Brownies, cornbread, carrot cake muffins; amazing all the things that require butter. And what could be easier? Throw in your herb – seeds, stems, the whole lot – add a few bars of Land O’Lakes, and set the pressure cooker to five hours. Afterward, strain the underbrush out over some cheese cloth. Green oil, Texas tea. My favorite application remains mashed potatoes. That following holiday season found me handing out Tupperware treats as Thanksgiving leftovers.
The difference between a hooka and wolfing down a cookie? About the same as that between Listerine and a single malt scotch. One’s surface, the other’s a deep down body glow. The latter will also take down your immune system quicker than a SWAT team. More than once have I come to with a cold. These days I mostly leave the baked goods to Hamsterdam.
Then dawned April 27 at Carson Creek Ranch. Austin Psych Fest! Spring music festivals mean the apocalypse for me annually. From mid-February to the last day of Chaos in Tejas at the start of June, they bombard me like Dresden during WWII. Bane of my blessed job.
That morning brought a break in the action. I’d spent Arbor Day “making toothpicks out of logs” (Montrose!), and when the office supercedes music, bared teeth appear. Kept from Carson Creek Friday, I woke to a cool, cloudy, perfect spring Saturday, and prepared for a 10-hour day of festivaling out in the wilds by the airport. Hat, boots, notepad – check. Flask? Never imbibe and drive.
I wondered, though – out of nowhere and apropos to nothing, really: Were there any cookies in the freezer? My better half was out back wrestling the yard, so I yanked out the bottom half of our fridge and sure enough, a frosted bag of chocolate chip cookies. The last ones. Bingolingus.
I hadn’t been at Carson Creek’s idyllic spot for more than 90 minutes before I noticed myself becoming entranced with the flightpath directly overhead. Planes were gliding in so limbo-lower-now, that you could almost jump up and catch a hold of their landing gear. Every time a jet whooshed by, I imagined my body yanked into the air and rocketed to the airport or beyond, hanging onto Southwest Airlines for dear life.

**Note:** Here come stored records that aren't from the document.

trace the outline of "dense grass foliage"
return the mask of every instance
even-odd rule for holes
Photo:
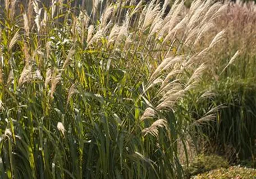
[[[183,113],[194,112],[190,117],[198,119],[209,107],[222,106],[217,117],[202,128],[211,139],[206,148],[236,162],[255,159],[255,8],[252,2],[231,3],[217,20],[215,30],[225,28],[225,40],[208,54],[213,62],[211,69],[186,98],[189,107],[181,105]],[[205,93],[208,99],[200,97]]]
[[[188,160],[188,139],[196,144],[222,104],[211,101],[209,56],[226,39],[218,20],[228,6],[92,3],[88,13],[70,1],[5,1],[0,177],[184,178],[181,150]]]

In a day that pinwheeled one mind-boggling act after another at Austin’s own Isle of Man, from the first U.S. appearance of Sixties UK psych pastoralists Kaleidoscope and Japanese rock overlords Boris to Aussie goths Black Ryder and Atlanta’s Martians Man or Astro Man? touching off a lightning storm/deluge at the end of the night, Psych Fest that day matched one of its mad scientist’s monikers: Brain Pulse Music. I achieved it on the second or third act of the afternoon.
Bilbao’s Capsula already had its cover of David Bowie’s The Rise & Fall of Ziggy Stardust and the Spiders from Mars in the can when the Spanish/Argentine trio enlisted Tony Visconti to produce its album this fall. The Man Who Fell to Earth and the Brooklyn Boy have dialed in outer and inner space together since 1969’s Space Oddity, including Low/Heroes/Lodger, Scary Monsters, Heathen, and even this year’s comeback, The Next Day. Now Visconti, who collaborated with Alejandro Escovedo on his last three killer platters, has laid hands on the glittering glam rock of Capsula with his CV touchstones including T. Rex and Thin Lizzy.

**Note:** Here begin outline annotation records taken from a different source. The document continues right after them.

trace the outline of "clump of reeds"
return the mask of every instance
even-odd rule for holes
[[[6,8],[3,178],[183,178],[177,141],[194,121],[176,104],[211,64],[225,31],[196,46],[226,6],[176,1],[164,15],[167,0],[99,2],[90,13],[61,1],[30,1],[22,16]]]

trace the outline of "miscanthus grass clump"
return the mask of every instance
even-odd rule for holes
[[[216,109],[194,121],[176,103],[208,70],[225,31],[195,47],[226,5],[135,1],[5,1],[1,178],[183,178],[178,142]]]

In the throws of Capsula’s all-too-brief Psych Fest set, sometime after “Moonage Daydream,” my watercolors began to run. There weren’t psychedelic air tracers dilating my pupils after every drum crash, hair whip, and electric guitar abuse, but the band’s performance had morphed into 4-D for me. Engagement wasn’t stopping at the lip of the stage. In my vision, I was up there dancing – and not with the band, but rather some demon/angel/reptile upright on cloven hooves that Capsula’s undulating Screamadelica had conjured for me.
It was exhilarating and frightening all at once, and it happened in the literal blink of an eye. For when I looked down into my notebook and saw the last scrawl of my eventual “Live Shot,” I realized the cookie monster had eaten me whole.